Drugs ingested by a lactating mother would be expected to appear in human milk to some extent and be ingested by a breast-feeding infant. Drugs pass from maternal plasma into milk by passive diffusion and are distributed within the aqueous, protein and lipid phases of milk. Distribution into milk will be affected by physiochemical characteristics of the drug: acid-base characteristics, relative protein binding in plasma and milk, and lipid solubility, as well as milk composition.
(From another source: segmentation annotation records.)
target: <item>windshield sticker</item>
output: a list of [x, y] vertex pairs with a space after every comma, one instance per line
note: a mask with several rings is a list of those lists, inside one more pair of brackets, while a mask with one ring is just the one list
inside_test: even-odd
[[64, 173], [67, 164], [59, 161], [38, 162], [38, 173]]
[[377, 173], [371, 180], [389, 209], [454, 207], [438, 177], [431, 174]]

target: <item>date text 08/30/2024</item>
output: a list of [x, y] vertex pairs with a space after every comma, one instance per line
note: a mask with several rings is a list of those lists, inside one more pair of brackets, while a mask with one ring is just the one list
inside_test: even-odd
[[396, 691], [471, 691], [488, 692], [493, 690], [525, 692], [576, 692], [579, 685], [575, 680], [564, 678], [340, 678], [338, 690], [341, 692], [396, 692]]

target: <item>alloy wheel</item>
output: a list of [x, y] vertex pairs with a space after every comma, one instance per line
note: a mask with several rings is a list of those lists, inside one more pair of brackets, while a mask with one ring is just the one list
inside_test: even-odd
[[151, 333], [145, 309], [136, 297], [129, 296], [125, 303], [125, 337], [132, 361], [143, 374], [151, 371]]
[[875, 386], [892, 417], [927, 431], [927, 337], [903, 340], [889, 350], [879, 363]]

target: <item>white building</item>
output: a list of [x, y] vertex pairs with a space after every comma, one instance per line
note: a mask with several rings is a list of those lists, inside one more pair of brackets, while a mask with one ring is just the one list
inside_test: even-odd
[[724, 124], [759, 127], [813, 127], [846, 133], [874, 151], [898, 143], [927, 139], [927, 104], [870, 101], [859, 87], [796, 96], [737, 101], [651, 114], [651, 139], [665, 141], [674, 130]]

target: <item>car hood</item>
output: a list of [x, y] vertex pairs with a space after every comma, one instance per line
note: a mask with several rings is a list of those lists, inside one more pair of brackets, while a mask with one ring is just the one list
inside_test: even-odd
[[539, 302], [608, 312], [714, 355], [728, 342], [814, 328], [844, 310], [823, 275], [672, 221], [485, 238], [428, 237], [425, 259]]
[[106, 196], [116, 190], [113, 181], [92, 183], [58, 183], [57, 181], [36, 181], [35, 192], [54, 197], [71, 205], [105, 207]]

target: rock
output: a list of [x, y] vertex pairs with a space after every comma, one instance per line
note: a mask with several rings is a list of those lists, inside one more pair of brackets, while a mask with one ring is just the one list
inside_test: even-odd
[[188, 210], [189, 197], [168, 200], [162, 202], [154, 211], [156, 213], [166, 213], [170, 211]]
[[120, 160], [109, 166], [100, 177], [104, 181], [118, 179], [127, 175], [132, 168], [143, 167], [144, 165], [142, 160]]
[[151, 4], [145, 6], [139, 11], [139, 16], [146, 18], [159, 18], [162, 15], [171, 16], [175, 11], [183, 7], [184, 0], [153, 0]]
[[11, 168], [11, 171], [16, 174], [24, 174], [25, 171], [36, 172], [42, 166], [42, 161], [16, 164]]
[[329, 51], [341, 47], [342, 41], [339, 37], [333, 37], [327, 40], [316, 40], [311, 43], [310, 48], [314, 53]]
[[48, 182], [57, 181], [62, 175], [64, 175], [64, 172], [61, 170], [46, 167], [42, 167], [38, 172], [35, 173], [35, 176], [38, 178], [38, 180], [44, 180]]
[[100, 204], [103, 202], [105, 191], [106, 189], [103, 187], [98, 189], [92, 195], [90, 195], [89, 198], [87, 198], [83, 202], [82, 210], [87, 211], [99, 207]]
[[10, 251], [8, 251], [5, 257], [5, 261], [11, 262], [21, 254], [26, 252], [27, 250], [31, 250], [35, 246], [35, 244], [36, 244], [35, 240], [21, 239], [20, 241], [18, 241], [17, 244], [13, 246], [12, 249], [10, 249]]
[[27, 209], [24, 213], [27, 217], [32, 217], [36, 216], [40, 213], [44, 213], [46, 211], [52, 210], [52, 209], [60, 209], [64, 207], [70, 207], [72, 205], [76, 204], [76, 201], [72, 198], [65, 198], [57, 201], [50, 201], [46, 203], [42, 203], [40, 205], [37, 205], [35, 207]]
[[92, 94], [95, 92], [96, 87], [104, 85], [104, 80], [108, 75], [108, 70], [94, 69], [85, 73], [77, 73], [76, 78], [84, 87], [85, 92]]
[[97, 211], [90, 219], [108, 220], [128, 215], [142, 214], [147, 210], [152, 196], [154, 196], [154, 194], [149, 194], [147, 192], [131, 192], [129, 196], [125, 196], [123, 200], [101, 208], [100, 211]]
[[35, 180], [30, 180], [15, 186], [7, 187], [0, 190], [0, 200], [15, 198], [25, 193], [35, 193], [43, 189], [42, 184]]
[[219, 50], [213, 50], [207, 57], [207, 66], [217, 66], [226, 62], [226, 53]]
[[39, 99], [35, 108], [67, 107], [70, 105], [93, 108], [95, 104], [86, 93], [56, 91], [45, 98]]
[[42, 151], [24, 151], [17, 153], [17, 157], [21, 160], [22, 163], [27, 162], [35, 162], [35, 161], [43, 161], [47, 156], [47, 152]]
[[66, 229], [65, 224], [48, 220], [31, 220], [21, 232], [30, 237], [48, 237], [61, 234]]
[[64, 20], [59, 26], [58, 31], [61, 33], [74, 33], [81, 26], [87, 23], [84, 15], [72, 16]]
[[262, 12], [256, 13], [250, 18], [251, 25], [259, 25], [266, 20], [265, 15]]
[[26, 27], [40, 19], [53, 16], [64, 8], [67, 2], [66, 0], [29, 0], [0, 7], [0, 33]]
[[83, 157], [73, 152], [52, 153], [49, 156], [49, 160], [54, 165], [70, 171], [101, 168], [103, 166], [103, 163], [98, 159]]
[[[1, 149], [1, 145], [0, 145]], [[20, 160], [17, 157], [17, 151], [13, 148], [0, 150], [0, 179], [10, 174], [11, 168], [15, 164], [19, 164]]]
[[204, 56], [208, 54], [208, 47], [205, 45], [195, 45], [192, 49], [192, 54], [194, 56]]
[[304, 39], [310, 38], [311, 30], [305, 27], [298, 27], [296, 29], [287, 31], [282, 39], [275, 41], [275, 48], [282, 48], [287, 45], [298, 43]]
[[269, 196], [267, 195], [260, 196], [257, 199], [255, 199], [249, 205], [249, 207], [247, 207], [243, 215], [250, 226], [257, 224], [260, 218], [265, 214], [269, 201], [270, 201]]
The milk-to-plasma concentration ratio is the most commonly quoted index of drug distribution into human milk. However, calculation of the daily infant dose of drug ingested in milk, and from this the dose in milk relative to the maternal dose on a weight-adjusted basis, is a more relevant indicator of infant exposure to a drug. This is particularly true for drugs with a high volume of distribution, for which only a small proportion of the mother's dose is contained within the plasma and available for distribution into milk. A better indication of infant exposure to a drug is the steady-state plasma drug concentration in a breast-feeding infant, the major determinants of which are the dose rate (via milk) and the oral availability and clearance in the infant. Although in neonates the rate of absorption may be different from adults, there is little evidence that its extent is significantly different. Clearance, however, is impaired in very young infants, particularly if premature. The decreased clearance would result in a proportional increase in steady-state plasma concentrations in the breast-feeding infant. Consideration of the dose ingested in milk and the approximate clearance in infants of different ages allows estimation of likely steady-state plasma concentrations in breast-feeding infants. From these considerations, recommendations regarding the safety of drugs during breast-feeding can be made. Drugs which are very toxic or have dose-independent toxicity should be considered separately. Recommendations regarding 'social' drugs such as nicotine, alcohol, caffeine and theobromine are particularly difficult, as doses are uncontrolled and vary variable.
Department of Clinical Pharmacology, Christchurch Hospital.